From the LA Times: A cheating crisis is growing at American universities as AI rapidly becomes embedded in learning: Extreme and uneven classroom practices are in force to prevent deception, false accusations against students are increasing and the definition of what it means to cheat is shifting, professors, students and specialists in academic integrity say.
At UCLA, students in a recent sociology class said they were told in an email to “procure a mirror large enough to fully reflect your entire desk-area work space,” and turn on their laptop camera so the professor could watch them during an online test. In another course, students said they had to take their oral video exam with their arms crossed in front of them or behind their heads so they couldn’t type into AI platforms...
Titi Olotu, a UCLA junior with an accommodation through UCLA’s Center for Accessible Education, was weighing whether to drop the sociology professor’s course when the mirror email arrived. Her accommodation called for brief snack breaks during exams and the option to write down notes on paper. Olotu said she felt the online proctoring treated any movement as suspect. “Any little thing, moving, breathing, talking, looking, is cheating,” Olotu said. She dropped the class.
The UCLA professor did not respond to requests for an interview. A spokesperson said the school “takes student concerns seriously” and has processes for reviewing student-faculty conflicts but does not discuss individual cases...

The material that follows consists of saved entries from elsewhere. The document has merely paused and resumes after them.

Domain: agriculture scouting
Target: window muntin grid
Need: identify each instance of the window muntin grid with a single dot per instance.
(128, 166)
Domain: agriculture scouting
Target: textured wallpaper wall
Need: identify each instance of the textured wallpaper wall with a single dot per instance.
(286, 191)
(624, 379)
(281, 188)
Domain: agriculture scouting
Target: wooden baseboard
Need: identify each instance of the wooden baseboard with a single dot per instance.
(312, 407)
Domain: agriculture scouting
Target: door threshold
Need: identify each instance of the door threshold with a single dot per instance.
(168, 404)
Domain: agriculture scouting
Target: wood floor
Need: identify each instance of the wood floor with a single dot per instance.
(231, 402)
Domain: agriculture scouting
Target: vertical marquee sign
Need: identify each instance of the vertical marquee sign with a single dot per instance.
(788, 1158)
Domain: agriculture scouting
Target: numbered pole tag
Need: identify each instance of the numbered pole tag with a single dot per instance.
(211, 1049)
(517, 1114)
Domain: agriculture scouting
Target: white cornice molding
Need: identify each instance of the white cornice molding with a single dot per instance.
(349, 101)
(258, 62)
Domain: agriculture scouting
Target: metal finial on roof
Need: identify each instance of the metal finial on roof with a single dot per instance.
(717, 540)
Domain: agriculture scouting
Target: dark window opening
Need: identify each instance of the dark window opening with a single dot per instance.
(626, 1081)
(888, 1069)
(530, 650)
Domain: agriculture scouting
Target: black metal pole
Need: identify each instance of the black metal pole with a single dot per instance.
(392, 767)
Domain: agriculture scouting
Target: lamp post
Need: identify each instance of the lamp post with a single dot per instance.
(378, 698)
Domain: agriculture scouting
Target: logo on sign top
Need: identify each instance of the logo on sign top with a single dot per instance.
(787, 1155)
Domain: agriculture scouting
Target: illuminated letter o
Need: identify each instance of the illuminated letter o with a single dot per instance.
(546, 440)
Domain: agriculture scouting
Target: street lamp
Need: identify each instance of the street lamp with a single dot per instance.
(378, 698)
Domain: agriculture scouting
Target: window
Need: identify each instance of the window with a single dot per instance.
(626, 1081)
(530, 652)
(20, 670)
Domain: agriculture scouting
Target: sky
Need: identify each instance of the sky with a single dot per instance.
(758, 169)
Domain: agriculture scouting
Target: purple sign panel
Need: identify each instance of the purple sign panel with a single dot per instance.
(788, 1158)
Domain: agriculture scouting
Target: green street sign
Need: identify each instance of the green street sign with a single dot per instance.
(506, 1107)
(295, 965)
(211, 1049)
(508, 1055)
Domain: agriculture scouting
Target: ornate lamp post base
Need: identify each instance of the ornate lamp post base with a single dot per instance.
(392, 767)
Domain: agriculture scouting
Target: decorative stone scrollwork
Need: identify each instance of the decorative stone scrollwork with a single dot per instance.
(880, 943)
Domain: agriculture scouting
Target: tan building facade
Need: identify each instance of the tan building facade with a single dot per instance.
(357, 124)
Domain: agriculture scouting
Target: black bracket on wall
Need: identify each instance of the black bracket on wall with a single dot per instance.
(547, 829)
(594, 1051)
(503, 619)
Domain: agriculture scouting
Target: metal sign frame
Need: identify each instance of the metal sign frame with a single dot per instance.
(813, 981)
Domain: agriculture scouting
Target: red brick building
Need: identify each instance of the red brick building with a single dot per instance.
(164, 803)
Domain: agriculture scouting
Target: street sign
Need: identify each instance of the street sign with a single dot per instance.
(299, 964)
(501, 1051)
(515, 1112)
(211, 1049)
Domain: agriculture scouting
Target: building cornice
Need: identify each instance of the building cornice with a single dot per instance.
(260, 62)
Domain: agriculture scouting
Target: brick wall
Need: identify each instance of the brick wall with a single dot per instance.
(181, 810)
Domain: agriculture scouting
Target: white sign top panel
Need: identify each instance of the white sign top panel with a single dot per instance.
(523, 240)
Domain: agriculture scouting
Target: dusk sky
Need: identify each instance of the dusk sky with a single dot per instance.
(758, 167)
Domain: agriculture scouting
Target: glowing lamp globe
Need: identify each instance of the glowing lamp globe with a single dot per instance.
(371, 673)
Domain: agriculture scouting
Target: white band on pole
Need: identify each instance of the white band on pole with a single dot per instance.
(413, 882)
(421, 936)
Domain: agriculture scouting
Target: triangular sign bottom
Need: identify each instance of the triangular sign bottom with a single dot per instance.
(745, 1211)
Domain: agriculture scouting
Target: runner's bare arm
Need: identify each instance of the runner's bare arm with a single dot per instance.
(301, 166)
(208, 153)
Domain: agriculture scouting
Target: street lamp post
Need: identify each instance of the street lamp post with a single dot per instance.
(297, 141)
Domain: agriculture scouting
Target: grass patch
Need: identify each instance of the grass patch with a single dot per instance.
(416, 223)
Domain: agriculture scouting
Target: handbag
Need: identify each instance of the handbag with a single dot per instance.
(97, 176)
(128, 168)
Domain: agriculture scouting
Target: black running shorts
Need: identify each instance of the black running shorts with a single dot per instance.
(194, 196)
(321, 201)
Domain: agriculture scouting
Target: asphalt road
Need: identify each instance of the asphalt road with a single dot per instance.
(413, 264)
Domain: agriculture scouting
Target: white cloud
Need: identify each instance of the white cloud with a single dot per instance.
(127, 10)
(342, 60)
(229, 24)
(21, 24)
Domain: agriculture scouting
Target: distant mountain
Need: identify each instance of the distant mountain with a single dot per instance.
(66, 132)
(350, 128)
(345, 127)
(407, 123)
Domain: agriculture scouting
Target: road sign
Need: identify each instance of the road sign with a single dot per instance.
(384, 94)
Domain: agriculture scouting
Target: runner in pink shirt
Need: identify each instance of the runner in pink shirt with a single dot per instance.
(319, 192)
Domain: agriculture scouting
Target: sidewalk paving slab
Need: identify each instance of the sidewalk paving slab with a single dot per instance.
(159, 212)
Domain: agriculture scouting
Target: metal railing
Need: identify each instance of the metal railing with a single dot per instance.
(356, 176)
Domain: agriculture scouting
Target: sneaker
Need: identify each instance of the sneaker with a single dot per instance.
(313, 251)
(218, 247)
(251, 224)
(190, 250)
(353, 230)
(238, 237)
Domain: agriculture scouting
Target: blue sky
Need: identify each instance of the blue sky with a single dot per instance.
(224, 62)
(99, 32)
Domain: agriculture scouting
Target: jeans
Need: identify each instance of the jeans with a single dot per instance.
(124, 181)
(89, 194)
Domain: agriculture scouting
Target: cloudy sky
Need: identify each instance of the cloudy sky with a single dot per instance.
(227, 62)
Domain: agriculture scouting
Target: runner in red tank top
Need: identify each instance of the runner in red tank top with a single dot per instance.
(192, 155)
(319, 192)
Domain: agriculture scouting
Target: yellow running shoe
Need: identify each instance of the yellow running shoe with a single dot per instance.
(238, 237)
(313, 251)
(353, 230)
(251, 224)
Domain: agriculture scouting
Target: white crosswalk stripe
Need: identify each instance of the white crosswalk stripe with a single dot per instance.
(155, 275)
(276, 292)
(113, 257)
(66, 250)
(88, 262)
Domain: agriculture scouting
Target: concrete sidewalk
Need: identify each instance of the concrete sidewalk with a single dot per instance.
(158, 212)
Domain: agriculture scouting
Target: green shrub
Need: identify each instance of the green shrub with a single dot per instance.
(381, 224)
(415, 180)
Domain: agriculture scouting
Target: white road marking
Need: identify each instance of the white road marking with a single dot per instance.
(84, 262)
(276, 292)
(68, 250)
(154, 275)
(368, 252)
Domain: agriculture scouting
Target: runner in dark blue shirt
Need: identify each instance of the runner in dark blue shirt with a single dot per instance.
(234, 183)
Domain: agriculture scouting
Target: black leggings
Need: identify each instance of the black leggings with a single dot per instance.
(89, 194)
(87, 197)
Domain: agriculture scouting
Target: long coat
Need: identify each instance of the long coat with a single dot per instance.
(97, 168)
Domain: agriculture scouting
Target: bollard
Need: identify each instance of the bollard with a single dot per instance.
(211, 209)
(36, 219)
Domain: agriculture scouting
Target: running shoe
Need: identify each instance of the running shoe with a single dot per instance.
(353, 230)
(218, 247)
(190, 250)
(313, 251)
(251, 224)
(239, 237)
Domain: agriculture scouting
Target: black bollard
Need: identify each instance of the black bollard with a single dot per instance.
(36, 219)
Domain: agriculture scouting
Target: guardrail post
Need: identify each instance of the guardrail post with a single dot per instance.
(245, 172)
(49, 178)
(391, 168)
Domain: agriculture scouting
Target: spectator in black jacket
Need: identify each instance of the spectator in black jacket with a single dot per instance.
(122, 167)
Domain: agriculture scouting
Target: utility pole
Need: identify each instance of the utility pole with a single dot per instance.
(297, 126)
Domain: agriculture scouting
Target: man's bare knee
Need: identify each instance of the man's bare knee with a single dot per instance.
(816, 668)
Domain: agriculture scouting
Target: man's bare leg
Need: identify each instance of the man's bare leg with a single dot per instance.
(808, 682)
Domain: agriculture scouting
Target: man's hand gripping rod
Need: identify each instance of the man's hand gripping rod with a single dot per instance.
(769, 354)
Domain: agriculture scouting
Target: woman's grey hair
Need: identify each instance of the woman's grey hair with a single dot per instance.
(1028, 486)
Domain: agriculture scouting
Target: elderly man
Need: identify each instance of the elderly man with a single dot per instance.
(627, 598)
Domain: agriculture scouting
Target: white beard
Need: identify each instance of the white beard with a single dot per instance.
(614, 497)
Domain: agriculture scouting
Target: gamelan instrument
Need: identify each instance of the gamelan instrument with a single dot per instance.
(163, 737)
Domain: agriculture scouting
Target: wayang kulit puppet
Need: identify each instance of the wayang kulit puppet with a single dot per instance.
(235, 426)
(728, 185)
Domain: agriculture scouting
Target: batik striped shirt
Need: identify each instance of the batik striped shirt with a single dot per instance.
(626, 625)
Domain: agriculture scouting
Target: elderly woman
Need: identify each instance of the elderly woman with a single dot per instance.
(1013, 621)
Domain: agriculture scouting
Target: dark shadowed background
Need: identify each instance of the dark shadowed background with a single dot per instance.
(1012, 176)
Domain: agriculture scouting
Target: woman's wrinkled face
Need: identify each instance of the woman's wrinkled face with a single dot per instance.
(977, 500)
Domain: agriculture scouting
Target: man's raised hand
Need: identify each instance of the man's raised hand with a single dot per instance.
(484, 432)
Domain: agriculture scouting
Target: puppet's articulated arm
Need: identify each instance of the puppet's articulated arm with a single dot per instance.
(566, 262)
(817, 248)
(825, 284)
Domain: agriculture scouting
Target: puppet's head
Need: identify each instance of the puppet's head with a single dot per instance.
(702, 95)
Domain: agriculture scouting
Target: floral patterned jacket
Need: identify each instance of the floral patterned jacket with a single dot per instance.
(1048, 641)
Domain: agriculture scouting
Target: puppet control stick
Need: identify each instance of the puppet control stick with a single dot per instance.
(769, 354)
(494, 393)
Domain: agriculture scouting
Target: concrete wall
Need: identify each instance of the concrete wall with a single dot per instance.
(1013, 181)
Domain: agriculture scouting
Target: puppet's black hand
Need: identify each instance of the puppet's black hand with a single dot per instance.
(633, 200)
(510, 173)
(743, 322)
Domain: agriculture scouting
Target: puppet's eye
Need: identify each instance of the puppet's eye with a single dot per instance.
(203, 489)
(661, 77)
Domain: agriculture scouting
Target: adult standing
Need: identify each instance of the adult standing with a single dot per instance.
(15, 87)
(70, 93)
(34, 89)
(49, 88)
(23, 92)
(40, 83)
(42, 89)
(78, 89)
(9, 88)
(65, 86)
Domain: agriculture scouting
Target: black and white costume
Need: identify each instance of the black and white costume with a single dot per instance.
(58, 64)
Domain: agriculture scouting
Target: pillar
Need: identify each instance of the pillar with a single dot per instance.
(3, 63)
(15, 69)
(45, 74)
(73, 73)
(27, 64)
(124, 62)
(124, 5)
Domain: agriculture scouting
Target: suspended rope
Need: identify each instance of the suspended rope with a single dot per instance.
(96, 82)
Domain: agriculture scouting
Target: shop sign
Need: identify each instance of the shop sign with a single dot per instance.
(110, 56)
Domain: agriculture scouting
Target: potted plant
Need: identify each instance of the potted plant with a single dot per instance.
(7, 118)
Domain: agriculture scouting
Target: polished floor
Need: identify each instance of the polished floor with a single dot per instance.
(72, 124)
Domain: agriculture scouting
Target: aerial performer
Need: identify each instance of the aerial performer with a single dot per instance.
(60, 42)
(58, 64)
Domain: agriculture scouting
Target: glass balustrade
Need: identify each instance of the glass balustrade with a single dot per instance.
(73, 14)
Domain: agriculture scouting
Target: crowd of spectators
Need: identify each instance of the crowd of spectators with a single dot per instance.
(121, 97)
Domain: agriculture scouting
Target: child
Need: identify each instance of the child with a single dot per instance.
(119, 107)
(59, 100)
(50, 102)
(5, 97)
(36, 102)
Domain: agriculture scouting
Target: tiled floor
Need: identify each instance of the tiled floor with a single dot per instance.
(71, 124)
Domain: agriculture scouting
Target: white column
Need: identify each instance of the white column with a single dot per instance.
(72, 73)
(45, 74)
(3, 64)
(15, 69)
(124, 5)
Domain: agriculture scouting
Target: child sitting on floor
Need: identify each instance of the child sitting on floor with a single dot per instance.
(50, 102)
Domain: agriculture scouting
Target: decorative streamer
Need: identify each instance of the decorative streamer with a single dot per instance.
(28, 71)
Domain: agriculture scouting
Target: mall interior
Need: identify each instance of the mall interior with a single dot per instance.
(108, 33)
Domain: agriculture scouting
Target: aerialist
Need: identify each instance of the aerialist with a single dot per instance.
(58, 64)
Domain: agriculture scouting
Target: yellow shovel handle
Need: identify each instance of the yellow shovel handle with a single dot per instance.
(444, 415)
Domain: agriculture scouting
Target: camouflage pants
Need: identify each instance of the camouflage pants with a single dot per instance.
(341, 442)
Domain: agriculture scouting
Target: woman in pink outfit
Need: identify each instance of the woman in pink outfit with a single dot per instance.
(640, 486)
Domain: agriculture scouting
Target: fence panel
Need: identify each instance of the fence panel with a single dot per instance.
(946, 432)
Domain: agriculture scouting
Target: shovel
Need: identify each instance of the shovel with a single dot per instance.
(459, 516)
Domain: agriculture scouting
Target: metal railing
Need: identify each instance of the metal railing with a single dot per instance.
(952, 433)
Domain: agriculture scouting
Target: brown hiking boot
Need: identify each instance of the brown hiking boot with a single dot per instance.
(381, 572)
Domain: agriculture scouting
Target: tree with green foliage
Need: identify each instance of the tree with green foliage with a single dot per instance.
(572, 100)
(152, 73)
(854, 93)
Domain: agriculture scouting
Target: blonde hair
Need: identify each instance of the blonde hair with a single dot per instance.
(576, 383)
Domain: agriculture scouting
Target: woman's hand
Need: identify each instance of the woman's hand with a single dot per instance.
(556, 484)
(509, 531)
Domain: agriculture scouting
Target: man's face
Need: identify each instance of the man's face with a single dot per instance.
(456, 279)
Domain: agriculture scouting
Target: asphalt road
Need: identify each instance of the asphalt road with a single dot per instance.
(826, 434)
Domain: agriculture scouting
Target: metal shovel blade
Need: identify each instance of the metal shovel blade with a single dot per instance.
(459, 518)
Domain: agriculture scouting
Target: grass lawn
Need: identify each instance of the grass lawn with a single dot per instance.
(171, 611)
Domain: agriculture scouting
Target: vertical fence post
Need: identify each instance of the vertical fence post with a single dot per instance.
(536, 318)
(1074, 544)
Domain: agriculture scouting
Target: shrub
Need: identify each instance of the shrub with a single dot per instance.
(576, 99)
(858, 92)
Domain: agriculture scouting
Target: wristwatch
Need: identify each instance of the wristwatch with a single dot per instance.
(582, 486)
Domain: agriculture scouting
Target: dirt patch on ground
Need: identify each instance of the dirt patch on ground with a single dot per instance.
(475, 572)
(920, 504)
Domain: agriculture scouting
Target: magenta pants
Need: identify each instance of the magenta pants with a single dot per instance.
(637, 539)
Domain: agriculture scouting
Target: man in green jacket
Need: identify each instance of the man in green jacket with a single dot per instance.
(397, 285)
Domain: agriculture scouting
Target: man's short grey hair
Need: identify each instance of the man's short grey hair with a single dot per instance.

Full story at https://www.latimes.com/california/story/2026-06-12/ai-cheating-california-college-students-professors-chatgpt-accusations.
Yours truly was an undergrad at Columbia, 1960-64, long before the internet, smart phones, AI, etc. Final exams were scheduled in the gym. The gym was filled with rows of seats with desks. Several classes were assigned to the gym at the same time and the seats were carefully assigned so that no students taking the exam for your class were seated nearby where you might see their writing. If you dropped your pen or pencil, you were not allowed to bend over and pick it up. You had to signal to a roving proctor that you needed to bend over and the proctor would come and watch. Similarly, you could not leave to go to the restroom without signaling a proctor to get permission. The restroom door was open and a proctor was assigned to sit in the entrance. There was a mirror inside the restroom so that the proctor could watch what you were doing. (Columbia was all male at the time.)
Seems like we are going back to the future. The "benefit" of the old Columbia system was that cheating was very unlikely, so you wouldn't be accused of it falsely. Whether today's students will accept such a system remains to be seen.